By F. Milene Henley, SJC auditor
Special to the Journal
This is a very late third quarter financial report.
It’s been a tough one to write, in part because I’ve been busy with the 2015 budget. But more than that, this report has been tough because it conveys a mixed message.
The good news is that the local economy has continued to perform well this year, and as a result, county revenues have outperformed projections. Sales tax revenue will come in around 5 percent above budget. The Land Bank’s real estate excise tax has topped $2.1 million, and will likely finish the year 50 percent above budget – though still barely more than half its historic high of $3.9 million.
Lodging taxes have hit a record $1 million, running about 15 percent above budget. Planning and permitting activities did not experience the drop-off expected earlier this year, and will also finish 12-15 percent above budget.
The bad news is that revenues to the county’s general fund are still not keeping up with needs. In such a good year, one has to ask why.
Part of the answer has to do with the nature of county funding. Many sources of funding are restricted in use; that is, they can be used only for specific purposes.
Land Bank funds, most obviously, can be used only to purchase and maintain Land Bank properties. Capital Improvement real estate excise taxes (.5 percent of real estate sales) can be used only for capital expenditures, such as buildings, roads, park facilities, and stormwater projects. Lodging taxes can be used only for tourism promotion, activities, or facilities. Planning and building permit revenue, by design, pays only for the people who issue the planning and building permits.
Most of the county’s sales tax revenue can be used for any purpose, but part of it is restricted to expenditure on criminal justice activities. Since criminal justice expenditures all come out of the general fund, those activities consume a lot of the general fund revenue.
That leaves the bulk of general fund expenditures—for administration, finance, legal, courts, policing, cooperative extension, health, senior services, planning, etc.—largely dependent on property taxes, unrestricted sales taxes, and grants.
Yet grants are shrinking and property taxes are growing slowly, more slowly even than the consumer price index (CPI).
And all of our expenses, including payroll, services, utilities, and supplies, are growing more rapidly than either CPI or property taxes.
So while it’s true, and wonderful news, that the local economy is recovering, local governments still find themselves in a place where revenues are growing more slowly than expenditures.

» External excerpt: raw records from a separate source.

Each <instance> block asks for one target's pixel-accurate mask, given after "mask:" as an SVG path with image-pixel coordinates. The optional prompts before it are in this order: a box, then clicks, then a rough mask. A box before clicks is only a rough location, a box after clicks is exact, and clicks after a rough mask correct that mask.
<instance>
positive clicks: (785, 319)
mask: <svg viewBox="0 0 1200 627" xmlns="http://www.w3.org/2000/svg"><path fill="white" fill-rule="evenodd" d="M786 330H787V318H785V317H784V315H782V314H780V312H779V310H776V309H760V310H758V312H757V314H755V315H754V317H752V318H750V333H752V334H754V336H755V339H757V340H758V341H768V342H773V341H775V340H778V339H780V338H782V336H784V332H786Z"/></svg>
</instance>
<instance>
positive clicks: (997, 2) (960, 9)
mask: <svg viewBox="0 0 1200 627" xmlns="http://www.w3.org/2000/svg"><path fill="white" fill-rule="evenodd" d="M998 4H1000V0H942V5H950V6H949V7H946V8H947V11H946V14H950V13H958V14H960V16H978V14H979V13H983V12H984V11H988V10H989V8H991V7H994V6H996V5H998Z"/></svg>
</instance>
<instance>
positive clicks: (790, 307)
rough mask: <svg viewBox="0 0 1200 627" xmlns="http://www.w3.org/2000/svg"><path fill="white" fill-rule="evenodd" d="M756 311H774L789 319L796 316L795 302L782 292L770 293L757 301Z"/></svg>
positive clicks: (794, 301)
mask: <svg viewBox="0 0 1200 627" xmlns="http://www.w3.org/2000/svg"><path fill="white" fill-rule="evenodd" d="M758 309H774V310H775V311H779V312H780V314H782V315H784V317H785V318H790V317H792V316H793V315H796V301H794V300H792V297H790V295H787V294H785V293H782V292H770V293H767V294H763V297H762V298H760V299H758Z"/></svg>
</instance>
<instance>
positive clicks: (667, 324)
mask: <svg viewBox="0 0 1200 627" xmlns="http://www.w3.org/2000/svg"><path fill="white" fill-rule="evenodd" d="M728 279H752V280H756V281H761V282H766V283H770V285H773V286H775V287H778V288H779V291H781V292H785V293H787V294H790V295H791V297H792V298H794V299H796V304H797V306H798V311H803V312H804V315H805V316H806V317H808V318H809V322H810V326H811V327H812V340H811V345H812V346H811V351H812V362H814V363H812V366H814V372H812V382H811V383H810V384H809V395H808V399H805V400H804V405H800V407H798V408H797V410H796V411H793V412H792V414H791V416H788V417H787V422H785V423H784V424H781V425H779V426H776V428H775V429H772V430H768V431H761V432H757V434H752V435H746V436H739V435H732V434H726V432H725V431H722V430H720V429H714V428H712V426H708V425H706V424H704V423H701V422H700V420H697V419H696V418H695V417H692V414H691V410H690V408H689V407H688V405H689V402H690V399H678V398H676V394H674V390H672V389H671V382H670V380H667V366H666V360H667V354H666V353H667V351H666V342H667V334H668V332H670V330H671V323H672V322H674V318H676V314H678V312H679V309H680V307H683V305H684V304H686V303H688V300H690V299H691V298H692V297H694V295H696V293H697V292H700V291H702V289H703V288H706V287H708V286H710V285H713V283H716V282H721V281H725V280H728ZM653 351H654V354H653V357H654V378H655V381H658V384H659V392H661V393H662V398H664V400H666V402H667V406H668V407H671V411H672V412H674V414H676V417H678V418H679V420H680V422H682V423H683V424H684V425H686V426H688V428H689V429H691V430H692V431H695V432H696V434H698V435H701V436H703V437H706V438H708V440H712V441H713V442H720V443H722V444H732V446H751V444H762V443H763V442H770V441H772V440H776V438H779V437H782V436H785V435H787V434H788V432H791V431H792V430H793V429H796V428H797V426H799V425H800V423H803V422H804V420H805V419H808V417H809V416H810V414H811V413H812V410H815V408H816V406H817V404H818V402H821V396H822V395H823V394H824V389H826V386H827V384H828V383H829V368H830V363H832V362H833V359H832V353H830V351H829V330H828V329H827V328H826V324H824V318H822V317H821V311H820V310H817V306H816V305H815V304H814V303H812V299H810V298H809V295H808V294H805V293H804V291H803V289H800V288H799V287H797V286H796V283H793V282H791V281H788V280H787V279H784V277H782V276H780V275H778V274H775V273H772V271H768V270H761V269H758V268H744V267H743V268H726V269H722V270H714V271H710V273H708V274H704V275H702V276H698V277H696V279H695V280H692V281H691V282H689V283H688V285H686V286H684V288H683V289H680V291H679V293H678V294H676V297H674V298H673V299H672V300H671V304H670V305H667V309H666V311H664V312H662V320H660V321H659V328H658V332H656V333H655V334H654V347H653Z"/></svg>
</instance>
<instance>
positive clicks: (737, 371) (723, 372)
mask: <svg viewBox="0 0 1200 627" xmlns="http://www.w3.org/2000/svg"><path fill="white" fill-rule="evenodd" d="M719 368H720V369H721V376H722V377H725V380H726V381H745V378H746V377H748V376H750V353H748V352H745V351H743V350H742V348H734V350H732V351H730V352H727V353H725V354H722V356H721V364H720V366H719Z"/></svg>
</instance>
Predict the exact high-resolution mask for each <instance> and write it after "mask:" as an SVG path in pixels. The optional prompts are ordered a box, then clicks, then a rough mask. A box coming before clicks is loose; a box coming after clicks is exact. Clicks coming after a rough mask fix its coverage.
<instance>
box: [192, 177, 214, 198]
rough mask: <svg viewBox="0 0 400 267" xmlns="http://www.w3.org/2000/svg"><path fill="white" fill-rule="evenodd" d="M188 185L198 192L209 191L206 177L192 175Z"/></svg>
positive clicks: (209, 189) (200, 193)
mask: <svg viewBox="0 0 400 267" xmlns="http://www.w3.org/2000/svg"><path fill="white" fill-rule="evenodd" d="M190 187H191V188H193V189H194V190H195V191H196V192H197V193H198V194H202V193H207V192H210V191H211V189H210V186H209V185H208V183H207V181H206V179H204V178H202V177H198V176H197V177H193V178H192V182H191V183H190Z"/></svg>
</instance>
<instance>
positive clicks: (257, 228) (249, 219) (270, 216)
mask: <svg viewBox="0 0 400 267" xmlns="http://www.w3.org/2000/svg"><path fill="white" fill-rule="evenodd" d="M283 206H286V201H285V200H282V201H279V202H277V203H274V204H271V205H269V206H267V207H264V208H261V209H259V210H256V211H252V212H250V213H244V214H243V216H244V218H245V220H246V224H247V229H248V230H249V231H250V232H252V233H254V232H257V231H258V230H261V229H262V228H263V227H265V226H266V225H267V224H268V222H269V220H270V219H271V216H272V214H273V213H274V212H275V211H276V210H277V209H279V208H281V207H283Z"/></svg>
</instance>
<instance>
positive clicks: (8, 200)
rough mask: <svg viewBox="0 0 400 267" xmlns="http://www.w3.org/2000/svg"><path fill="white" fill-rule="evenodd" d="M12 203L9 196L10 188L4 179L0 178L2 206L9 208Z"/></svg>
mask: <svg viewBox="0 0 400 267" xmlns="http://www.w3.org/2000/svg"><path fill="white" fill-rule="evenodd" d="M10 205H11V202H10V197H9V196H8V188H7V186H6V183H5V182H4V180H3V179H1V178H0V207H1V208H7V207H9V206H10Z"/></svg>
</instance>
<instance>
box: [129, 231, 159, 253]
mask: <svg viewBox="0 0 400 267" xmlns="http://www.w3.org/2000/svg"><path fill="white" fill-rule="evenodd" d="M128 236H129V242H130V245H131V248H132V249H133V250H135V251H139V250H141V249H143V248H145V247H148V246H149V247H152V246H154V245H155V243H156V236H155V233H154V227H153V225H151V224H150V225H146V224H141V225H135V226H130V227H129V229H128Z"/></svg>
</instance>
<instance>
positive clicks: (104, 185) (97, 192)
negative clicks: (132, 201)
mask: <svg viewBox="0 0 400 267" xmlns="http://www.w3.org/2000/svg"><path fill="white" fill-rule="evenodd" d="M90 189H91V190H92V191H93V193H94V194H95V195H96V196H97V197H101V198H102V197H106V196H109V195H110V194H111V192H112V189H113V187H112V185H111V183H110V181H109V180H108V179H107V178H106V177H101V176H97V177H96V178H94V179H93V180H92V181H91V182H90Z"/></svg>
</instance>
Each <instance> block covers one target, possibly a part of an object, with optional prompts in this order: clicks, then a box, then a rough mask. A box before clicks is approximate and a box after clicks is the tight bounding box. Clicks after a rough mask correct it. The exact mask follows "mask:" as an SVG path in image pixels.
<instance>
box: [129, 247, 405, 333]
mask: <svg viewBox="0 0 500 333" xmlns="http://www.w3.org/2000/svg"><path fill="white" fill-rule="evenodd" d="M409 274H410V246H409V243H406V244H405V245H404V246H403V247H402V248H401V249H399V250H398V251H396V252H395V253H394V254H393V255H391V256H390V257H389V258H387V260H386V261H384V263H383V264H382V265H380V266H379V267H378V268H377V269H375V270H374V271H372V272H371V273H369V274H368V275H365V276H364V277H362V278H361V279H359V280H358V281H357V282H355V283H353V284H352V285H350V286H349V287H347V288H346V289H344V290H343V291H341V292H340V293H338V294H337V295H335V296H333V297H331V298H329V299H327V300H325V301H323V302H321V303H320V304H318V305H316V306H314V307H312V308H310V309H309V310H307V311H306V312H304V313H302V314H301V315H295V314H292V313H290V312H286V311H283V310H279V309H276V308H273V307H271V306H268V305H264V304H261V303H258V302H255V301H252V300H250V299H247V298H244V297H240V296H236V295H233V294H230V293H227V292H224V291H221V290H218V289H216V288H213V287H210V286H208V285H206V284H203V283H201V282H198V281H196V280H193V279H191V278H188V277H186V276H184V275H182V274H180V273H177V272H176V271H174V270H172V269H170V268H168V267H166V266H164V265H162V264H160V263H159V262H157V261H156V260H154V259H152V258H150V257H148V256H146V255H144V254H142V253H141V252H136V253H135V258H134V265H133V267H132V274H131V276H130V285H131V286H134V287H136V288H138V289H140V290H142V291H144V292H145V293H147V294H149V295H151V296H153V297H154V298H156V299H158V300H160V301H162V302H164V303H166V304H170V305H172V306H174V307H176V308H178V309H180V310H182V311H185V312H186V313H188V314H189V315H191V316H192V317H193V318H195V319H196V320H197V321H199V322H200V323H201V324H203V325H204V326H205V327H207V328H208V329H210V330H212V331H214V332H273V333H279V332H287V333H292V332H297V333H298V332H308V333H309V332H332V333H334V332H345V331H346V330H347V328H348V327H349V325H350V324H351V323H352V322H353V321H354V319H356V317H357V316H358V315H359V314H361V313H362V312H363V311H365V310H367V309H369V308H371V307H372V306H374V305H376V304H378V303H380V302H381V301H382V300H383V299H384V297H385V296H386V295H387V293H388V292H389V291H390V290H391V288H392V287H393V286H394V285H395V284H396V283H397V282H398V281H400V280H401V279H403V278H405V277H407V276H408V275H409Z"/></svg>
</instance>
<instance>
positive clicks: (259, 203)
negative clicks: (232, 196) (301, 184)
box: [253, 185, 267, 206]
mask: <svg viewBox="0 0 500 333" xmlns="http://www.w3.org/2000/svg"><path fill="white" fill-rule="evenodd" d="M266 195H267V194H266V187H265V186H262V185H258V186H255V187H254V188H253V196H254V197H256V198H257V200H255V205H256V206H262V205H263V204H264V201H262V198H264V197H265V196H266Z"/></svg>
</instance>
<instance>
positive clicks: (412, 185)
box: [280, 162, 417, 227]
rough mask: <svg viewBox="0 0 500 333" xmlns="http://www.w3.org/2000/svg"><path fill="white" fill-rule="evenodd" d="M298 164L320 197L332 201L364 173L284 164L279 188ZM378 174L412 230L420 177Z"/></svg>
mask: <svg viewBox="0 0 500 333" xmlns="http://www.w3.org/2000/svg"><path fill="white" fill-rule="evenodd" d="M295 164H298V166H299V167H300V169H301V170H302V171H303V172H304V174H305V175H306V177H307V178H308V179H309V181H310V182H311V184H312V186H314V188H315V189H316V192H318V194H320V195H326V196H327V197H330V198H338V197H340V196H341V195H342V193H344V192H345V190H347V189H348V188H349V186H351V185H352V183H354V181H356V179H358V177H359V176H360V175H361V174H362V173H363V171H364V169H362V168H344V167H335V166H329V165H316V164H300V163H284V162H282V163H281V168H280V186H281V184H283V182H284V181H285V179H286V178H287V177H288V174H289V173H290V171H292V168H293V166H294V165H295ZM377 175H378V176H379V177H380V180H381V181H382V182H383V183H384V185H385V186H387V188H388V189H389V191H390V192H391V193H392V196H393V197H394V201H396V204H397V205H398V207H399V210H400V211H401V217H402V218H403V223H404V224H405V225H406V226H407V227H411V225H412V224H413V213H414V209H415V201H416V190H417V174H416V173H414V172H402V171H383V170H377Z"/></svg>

This structural imbalance made the preparation of the 2015 budget particularly challenging.
To resolve it, the council had to elect to use about $650,000 of cash to plug the gap between revenue and expenditures. Projections for 2016 and 2017, based on current growth rates, show that the gap will increase in future years.
Ultimately, the state will have to address the problem by allowing property taxes to grow more than 1 percent (plus new construction) each year, or the county will have to make some tough choices about service reductions.
Not much of a holiday message, I know. But knowing what lies ahead prepares us better for dealing with it. Enjoy your holidays, and I’ll check in with you again next year.
— Editor’s note: Quarterly financial reports by the San Juan County auditor are published periodically, as submitted, by the Journal.